The Harvard polo club opened its short indoor season Saturday with a 13-5 loss to Yale at the Army in New Haven. The Elis broke open what had been a close match in the second chukker with a deluge of seven goals, which proved almost their eventual margin of victory.
"The game reflected our inexperience," captain Bill Griffen said yesterday. The team had a month of practice under its belt, with primary emphasis on riding skills and elementary mallet work.
The rules of polo are designed to prevent collisions and injury to horse and rider, and Harvard was guilty of fouls throughout the contest. Most were examples of players in the wrong place and failing to play through the ball.
The most common Crimson offense was obstructing the right of way of the player closest to the ball.
The Gang of Three
The starting three of Griffen, Bobo Tanner, and Cabot Lodge scored all five goals.
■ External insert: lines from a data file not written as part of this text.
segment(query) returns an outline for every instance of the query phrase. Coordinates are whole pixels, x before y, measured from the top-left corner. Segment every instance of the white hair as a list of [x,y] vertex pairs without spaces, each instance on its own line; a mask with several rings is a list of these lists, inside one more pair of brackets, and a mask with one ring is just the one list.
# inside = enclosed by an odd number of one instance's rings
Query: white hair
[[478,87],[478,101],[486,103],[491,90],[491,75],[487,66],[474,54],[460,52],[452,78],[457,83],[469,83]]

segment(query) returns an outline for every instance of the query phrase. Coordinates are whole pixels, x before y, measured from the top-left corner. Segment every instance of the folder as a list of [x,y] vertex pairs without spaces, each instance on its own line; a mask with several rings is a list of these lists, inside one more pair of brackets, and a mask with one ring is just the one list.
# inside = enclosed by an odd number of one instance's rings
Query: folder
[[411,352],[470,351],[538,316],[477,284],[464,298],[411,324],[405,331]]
Griffen put the ball in the eight-foot-wide goal three times while Tanner and Lodge each hit a ball home. Three Crimson players--Lodge, Brooks Newmark, and Emily Harris--were playing in their first intercollegiate game.
The approximately 15-member club, which includes some graduate students, receives no funds from the University. The club's five horses are kept in Wellesley where the daily practices take place.
In the spring, the horses are moved to the Myopia Hunt Club's stables for the outdoor season where the club will be able to host matches.
Next weekend, the squad travels to Vermont for a series of matches hosted by Norwich University. The team will not have to ride their horses to the north country because in college polo the host team provides the visitors with their mounts.
The club has scheduled matches with Skidmore, Cornell, UConn, the University of Virginia and Princeton in the next three months. Then, with the melting of the March snows, the outdoor season begins and Harvard will join the battle for the inter-collegiate championship.